Luego lo bautizamos de otras maneras,

 

con palabras que se cosechan cualquier día,

 

que se encuentran en cualquier cajón,

 

al otro lado de las puertas cotidianas,

 

en el desván donde la tarde guarda sus reliquias

 

de pájaros y sombras;

 

lo llamamos ir al cine, viento de jacarandas,

 

navegación a través de bosques,

 

surcar las vetas de ámbar del crepúsculo,

 

silencio, clepsidra, irse de pinta, olvido.

 

Estaba con nosotros como lo estaban

 

las araucarias y los álamos,

 

como un dios acurrucado entre nosotros,

 

como una noche con sonrisa de gato y los ojos al revés.

 

A veces se me perdió en el bolsillo del pantalón,

 

donde guardaba las canicas de la niebla,

 

cuando la pelota, como un mundo de cuero,

 

botaba en el cemento de la calle,

 

en la tierra del lote baldío, entre las piedras

 

que guardan la inocencia de los prados,

 

entre los pies de la palomilla,

 

saltando alto en forma de moneda lanzada

 

al aire para decidir el saque.
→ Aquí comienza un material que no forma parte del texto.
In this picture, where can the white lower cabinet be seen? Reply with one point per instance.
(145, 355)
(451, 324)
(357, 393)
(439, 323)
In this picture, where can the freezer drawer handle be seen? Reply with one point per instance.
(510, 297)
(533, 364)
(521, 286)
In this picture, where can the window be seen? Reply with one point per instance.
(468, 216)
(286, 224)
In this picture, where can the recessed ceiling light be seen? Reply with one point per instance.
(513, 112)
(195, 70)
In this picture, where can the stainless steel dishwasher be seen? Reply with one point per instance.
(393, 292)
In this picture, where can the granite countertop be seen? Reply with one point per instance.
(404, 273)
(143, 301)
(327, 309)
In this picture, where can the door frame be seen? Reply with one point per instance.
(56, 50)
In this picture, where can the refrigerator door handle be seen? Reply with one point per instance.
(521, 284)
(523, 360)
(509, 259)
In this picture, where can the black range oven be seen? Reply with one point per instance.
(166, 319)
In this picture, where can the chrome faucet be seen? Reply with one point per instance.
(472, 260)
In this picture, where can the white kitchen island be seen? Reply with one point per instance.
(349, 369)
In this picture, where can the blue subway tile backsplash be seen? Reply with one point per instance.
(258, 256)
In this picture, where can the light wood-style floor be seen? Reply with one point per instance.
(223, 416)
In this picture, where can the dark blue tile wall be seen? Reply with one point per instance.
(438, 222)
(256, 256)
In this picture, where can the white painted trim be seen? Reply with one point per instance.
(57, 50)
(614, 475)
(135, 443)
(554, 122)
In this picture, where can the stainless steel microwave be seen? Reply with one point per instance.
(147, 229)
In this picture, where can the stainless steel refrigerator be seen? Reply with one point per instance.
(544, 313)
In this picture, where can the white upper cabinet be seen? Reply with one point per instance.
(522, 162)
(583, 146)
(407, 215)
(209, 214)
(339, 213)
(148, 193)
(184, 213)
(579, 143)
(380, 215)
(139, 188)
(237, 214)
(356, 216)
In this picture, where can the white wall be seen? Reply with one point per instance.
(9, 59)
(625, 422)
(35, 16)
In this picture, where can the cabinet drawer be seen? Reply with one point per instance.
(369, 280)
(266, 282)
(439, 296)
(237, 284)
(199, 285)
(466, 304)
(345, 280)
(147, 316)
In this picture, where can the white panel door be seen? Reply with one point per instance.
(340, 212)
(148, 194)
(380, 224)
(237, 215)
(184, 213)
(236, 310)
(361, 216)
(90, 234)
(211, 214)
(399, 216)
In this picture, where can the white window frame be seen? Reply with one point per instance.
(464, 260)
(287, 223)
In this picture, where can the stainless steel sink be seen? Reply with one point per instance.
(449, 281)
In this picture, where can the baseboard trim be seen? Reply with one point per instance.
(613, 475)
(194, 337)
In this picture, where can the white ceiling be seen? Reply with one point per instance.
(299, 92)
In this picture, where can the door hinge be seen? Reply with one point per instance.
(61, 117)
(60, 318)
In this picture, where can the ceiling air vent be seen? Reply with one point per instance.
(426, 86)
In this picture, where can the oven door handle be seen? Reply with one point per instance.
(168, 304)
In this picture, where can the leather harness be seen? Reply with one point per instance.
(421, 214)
Lo recuperaba

 

después, la tarde de los domingos,

 

lo volvía a poner entre sus manos

 

como una promesa no dicha.

 

Bajo el farol de la esquina, lo vimos competir

 

con las cometas, gastar las horas

 

como un gis para escribir las letras de canciones

 

cantadas a susurros.

 

 

 

 
 
Perro mojado

 

Una vez fui el otro. Una vez fui ese otro,

el odiado, el que nunca quise.

Fui el de los ojos vacíos como el amor de los vencidos.

Fui el de las manos sin muchachas y palabras llenas de deseo.
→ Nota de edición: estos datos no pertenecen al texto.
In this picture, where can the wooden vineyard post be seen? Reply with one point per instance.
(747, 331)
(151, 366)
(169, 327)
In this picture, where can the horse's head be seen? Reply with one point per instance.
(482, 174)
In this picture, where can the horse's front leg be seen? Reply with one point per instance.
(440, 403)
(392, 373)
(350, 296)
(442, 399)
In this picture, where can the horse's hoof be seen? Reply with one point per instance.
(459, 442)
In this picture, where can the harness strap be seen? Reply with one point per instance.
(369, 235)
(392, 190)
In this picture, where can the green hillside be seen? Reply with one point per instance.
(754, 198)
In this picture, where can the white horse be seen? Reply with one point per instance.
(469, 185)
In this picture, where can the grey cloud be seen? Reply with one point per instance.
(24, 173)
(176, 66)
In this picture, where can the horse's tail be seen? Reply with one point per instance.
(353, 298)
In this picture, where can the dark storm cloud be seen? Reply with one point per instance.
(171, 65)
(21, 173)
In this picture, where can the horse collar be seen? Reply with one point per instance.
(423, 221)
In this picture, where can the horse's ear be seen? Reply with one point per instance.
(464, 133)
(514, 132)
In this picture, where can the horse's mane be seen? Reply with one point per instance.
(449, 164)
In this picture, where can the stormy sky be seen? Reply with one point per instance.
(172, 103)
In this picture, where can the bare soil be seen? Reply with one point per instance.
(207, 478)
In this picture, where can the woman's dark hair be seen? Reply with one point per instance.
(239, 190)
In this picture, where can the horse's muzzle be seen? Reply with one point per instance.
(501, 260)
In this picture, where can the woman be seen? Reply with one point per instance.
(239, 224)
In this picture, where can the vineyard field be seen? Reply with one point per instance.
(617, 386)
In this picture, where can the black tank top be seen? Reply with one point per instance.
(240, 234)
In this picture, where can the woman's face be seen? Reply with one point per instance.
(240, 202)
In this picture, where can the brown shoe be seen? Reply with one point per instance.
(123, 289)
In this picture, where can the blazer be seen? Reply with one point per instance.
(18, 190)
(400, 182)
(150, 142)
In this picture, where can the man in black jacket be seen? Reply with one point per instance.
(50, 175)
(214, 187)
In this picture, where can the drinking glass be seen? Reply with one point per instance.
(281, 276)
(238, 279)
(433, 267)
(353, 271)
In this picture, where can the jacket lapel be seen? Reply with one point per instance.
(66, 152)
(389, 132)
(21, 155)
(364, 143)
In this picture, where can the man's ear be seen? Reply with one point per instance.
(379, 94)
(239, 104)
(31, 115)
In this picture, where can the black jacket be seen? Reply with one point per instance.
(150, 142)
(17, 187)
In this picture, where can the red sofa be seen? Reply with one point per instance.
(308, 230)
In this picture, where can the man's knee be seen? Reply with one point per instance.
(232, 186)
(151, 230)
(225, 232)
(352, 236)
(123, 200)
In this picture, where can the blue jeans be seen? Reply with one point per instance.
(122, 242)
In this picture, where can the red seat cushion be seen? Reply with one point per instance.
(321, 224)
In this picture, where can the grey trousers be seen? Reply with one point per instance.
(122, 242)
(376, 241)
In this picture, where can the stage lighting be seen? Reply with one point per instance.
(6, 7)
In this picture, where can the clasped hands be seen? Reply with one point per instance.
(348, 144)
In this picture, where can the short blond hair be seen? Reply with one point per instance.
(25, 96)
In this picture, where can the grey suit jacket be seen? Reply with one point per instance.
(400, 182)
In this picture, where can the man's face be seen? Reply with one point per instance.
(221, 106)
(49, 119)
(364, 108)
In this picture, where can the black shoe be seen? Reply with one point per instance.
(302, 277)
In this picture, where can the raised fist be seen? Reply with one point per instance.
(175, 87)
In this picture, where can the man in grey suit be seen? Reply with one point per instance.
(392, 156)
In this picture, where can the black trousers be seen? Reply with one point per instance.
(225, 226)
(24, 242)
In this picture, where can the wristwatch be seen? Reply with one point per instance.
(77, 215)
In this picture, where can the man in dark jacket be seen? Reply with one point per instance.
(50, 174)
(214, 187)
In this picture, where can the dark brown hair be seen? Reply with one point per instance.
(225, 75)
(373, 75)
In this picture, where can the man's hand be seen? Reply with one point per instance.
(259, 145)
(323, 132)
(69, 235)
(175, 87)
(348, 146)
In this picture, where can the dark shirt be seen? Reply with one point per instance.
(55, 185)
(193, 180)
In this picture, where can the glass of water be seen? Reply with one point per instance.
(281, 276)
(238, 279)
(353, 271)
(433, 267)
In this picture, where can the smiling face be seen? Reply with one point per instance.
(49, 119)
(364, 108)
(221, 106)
Fui el ebrio que comía estrellas

recargado en el poste que sostiene a la noche,

deambular de la lluvia por calles desiertas,

perro mojado acurrucándose en la madrugada.

El crepúsculo fue mi alimento.

sabía a lodo pegado a los zapatos, a cama vacía,

a timbres de teléfonos afónicos.

Las cantinas de barrio fueron los santuarios

en que se desangró mi plegaria.

Un día fui el que no tuvo un centavo para otro trago,

al que no le quedó más remedio

que emborracharse con rebanadas de luna

entre los arroyos del amanecer.

 

 

 

 

 

Menos que el polvo

 

¿Cómo habitar los recuerdos

si su rostro se deshace en la bruma?

Se desgranan los nombres

como una catarata de delirios.

Hubo una aurora. Sé que hubo una aurora

en el lugar donde ahora se erige el ocaso.

Témpanos de silencio, espesos como adioses,

traslúcidos como los ojos de la muchacha

que en el metro no pudimos abrazar,

ásperos como la fecha del último abrazo.

Sé que hubo un sitio donde el perdón se hizo presente.

Sé que hubo juegos cuyas reglas jamás comprendí,

cuentos cuyo argumento nunca me quedó claro

del mismo modo que un rayo en la tormenta nos toma por sorpresa.

Sé que hubo luces efímeras como el relámpago,

voces que comprendí sólo cuando fueron silencio.

Sé que hubo pájaros encallados en la tarde,

playas que el oleaje mudó mientras dormíamos.

Sé que hizo mucho viento durante las breves horas del amor,

que los cocuyos jamás apagaron sus faros.

Muchas veces perdí los trenes que debí abordar.

Mis pasos se perdieron

en la piel de ceniza de amaneceres quejumbrosos

como árboles de otoño.

Sé que nunca estuve ahí cuando mis anhelos cobraban cuerpo;

estaba en la calle, con un vaso de burro con anís en las manos.

¿Cómo perdonarme estos recuerdos?

¿Cómo navegar sensaciones que son polvo

de un cadáver que es menos que el polvo?